Labor has promised $37bn over 10 years, including $4.5bn in extra funding in 2018 and 2019, to fully fund the Gonski reforms. However, Gannicott said it was not a question of how much money, but rather a question of how it was spent.

However, Gannicott said future funding decisions should not be decided separately from the evidence supporting the newer approach to education policy.

“If we are serious about raising academic performance in Australian schools, it will require evidence-based policy review about the number of admissions and methods of selection into teacher training faculties, a fresh approach to training teachers in effective methods of instruction, and incentives and rewards for more effective teachers,” he said.

“More of the same is not going to work…The reasons for low performance are complex, but funding is clearly not the major explanation," he said.

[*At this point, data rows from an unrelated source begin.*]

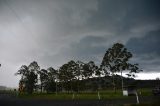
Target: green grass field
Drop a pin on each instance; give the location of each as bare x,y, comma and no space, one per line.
105,94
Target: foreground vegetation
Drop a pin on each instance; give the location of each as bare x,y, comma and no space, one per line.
73,76
104,95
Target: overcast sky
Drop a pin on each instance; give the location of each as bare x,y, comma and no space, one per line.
52,32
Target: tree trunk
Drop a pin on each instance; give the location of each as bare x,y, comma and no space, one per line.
122,80
114,85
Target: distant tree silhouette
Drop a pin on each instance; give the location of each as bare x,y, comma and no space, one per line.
43,76
116,59
29,76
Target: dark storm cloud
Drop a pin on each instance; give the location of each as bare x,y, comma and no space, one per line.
147,50
148,44
53,32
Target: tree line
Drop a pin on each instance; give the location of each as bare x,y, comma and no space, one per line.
72,76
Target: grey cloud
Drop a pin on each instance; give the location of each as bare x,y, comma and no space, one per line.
146,50
53,32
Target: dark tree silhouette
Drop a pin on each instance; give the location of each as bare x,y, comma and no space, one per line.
116,59
29,76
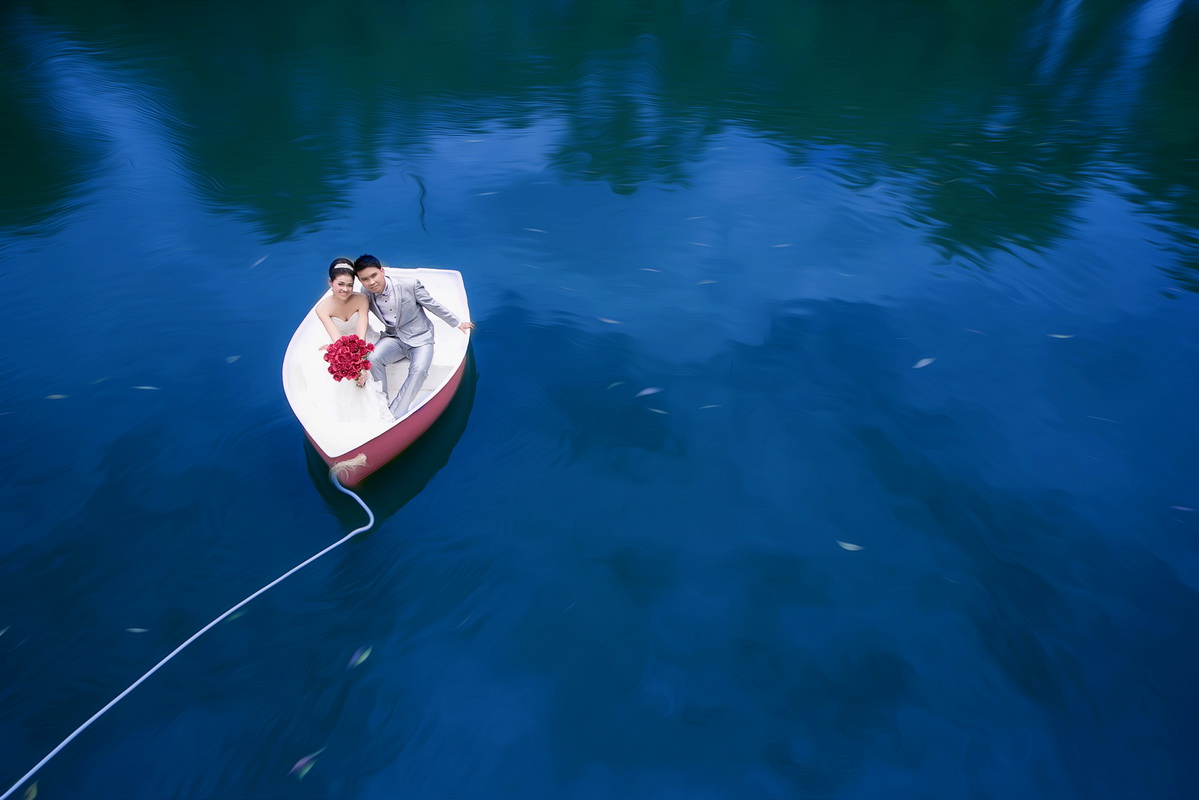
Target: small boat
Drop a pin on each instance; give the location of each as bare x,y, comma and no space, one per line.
369,445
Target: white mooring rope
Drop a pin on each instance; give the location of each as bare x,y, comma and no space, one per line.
332,474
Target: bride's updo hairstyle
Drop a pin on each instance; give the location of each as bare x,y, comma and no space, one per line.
341,266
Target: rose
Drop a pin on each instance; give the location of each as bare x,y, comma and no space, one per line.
347,358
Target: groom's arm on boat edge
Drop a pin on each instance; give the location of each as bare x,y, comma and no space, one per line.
426,301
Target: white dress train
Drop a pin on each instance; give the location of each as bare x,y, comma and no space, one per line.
344,400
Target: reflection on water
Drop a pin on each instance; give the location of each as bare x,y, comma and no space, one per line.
831,435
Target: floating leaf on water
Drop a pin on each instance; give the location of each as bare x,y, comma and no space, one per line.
359,656
305,764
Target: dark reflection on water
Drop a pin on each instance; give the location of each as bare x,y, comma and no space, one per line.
832,432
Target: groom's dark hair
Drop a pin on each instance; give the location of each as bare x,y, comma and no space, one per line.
366,262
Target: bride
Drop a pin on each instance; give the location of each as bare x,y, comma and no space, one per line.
344,313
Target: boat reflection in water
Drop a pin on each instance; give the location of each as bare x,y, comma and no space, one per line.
389,488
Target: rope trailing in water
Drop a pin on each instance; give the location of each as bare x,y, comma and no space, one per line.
333,476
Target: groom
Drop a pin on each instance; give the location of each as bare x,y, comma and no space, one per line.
399,304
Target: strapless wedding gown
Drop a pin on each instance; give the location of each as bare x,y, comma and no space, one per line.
344,400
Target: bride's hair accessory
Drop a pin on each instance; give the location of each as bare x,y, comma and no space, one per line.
341,266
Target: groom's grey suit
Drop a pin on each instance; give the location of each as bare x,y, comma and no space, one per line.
408,334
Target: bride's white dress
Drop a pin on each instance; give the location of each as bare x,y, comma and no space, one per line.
344,400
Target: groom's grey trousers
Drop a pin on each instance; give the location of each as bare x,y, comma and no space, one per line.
389,350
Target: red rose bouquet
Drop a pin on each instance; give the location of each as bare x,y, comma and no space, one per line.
348,358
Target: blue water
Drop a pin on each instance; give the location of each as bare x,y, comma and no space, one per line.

AEU federal president, Correna Haythorpe, slammed the study, telling the Australian Financial Review it went against “overwhelming evidence” that school funding made a real difference in classrooms.

“This analysis ignores the improved results that Gonski funding is delivering in schools across Australia which have received Gonski funding directly and are using it to provide more one-to-one help in class for students, extra literacy and numeracy programs and other targeted support,” she said.

“This report goes against overwhelming evidence from across the OECD that better, and more equitable, funding is the key to lifting a school system's overall performance.”